The potential to correct clinical misdiagnosis by broadly screening a predefined gene panel has been previously demonstrated in isolated individuals using exome sequencing without family pedigree information available.32 We detected a common GJB2 c.35delG homozygous mutation in the available affected members of family R5 with profound HL and suspected auditory neuropathy. At the time of clinical evaluation, haplotype analysis was compatible with OTOF mutation; however, OTOF was negative for mutations and no further sequencing was completed until inclusion in this study. The proband in family R4 was previously included in CNV analysis and presented a heterozygous deletion of exons 58–64 in the 72-exon gene, USH2A. Sanger sequencing of this gene for the detection of a second mutation would have been a time- and cost-intensive procedure; however, the NGS panel provided rapid insight into a second USH2A mutation.

Because GJB2 is a single-exon gene accounting for a disproportionate number of HL cases, Sanger sequencing is still recommended for first-line diagnostics. Recent studies33,34 showed that besides GJB2 (DFNB1), STRC (DFNB16) is a major contributor to congenital HL, particularly in children with mild to moderate high-frequency HL. A pseudogene with 99.6% coding sequence identity makes it impossible to rely on NGS for STRC screening, and a Sanger sequencing protocol excluding the pseudogene is recommended.34 We propose targeted NGS deafness gene screening in the remaining undiagnosed individuals. Because CNVs in not only STRC but also other deafness genes may significantly contribute to the mutational load, targeted NGS is most powerful in combination with microarray analysis.

Conclusions

Although a major limitation of our study was the small sample size, we used conservative statistics to avoid overstating our findings. Recent studies have only begun discovering genetic complexities unknown before the advent of NGS technologies.
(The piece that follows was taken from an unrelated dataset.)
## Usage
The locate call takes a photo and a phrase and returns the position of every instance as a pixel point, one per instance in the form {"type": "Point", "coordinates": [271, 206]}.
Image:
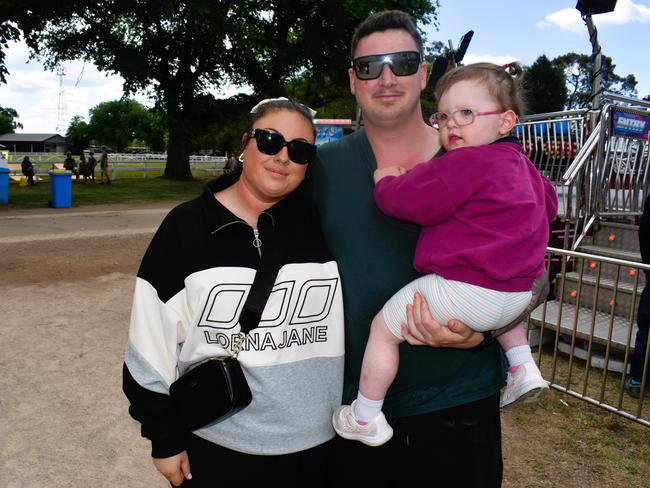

It is noteworthy that all 13 probands diagnosed with a monogenic form of deafness exhibited additional pathogenic variants in other HL genes. It is tempting to speculate that these additional variants have a modifying phenotypic effect, explaining variability in age of onset and progression. As NGS becomes an increasingly conventional method for approaching the genotype–phenotype puzzle, more comprehensive surveys in the future will help elucidate the complexities of HL.

Disclosure

The authors declare no conflict of interest.